We went to Texas for our Spring break. It proved quite a task, persuading my three insubordinate companions to pose sensibly for the obligatory photo record, but some of the results weren't bad. Later I'll post some of the results that WERE bad.
It wasn't long after our arrival in England that Anouk hit upon a splendid wheeze. Instead of sticking out her tongue whenever I aimed my camera at her - so babyish - she would attempt to leap in front of said camera whenever it WASN'T pointed at her. And that's how I came to amass a unique collection of scenic shots of the English countryside featuring the top of Anouk's head, and occasionally a bit of her face. It also kept her quite fit, all that jumping up and down after stuffing herself with so many sausage rolls.
Here's a small selection from my files.
And at Sissinghurst :
Oh, in case some of you are wondering what she really looks like, I actually managed to catch her not jumping at the Royal Academy exhibition on architecture:
So the biggest challenge of our impending move back to England was to find a school for daughter #3, who is at that awkward age when primary is turning to secondary, educationally speaking. If we'd known what lay ahead, I might never have accepted that posting back to London.
Expatriates in my position, it turns out, are faced with a perfect Catch-22. Most state-run British schools, especially the good ones, will not accept an application unless you have a local address. But you can't know where to live until you know what school your child will attend. The demand for the better schools is so frenzied, and the competition so over-heated, that late arrivals risk being consigned to the local equivalent of juvenile detention centres where they will be lucky if they are provided with a chair and a pencil.
The easiest way round this conundrum, of course, is a private fee-paying school. Easiest, that is, if you happen to be able to afford $50,000 a year, just so little Jimmy or Janet can learn Greek or Latin with the offspring of the stockbroking class.
Somewhere between these two extremes lurks a more manageable hybrid: a state-run school that also accepts fee-paying boarders at a not quite so exorbitant rate. There are very few of them, but they are often very good and one or two of them specialise in multilingual pupils with an international background. Anouk is bilingual, holds three passports, has crossed the Atlantic more than 35 times, and kids don't get much more international, background-wise.
So we applied to Hockerill Anglo-European College in Hertfordshire and received the forbidding news: we were well past all the application deadlines, and they already had something like 870 applicants for 75 places.
Somehow, mercifully, the Gods smiled on my pitiful pleading, and a surprise email duly arrived. If I could bring Anouk for an interview immediately, Hockerill might be able to offer her a place as a weekly boarder - (ie allowed to go home at weekends).
I could, they did, and she starts in September.
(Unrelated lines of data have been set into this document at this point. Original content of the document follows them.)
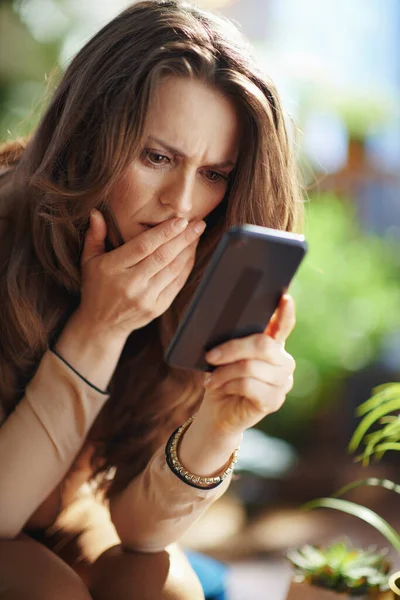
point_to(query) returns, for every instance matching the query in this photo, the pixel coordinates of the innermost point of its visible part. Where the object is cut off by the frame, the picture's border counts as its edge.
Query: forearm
(43, 435)
(205, 449)
(157, 508)
(93, 352)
I will have more to add about this later, but here's the happy child, imagining her English boarding school future:
So here was a very rare treat. Daughter #2 is a busy girl these days, with the usual high school obligations and an ever-present young man. She's rarely got time for Dad's camera. So when, the other day, she asked me if I could take a couple of portraits of her and her beau, I nearly fell off my chair.
As it turned out, we didn't have much time for a proper portrait session before smaller sisters got in on the act and ended all hope of an Annie Leibowitz type set-up. I still ended up with a couple of usable shots, though. Not to mention the unusable shot at the end....
With a little help from a mountain full of snow-making machines, we managed a Christmas afternoon on the ski slopes at Whitetail, Pennsylvania. As luck would have it, we had driven out on Christmas Eve in the hope of visiting Fallingwater, the Frank Lloyd Wright masterpiece near Pittsburgh, but were foiled by a sudden blizzard that swept the Laurel Highlands and closed the house and grounds. A three hour journey for nothing, though the countryside was quite pretty. We got back to our West Virginia log cabin to find that not a single snowflake had fallen.
It was plenty cold enough for the ski slope snow-blowers, though, and the girls had a great couple of days sliding up and down mountains, or whatever it is you do with those silly sticks strapped to your feet. I restricted myself to my bike, of course, but hung around long enough to snap them having what they insisted was fun.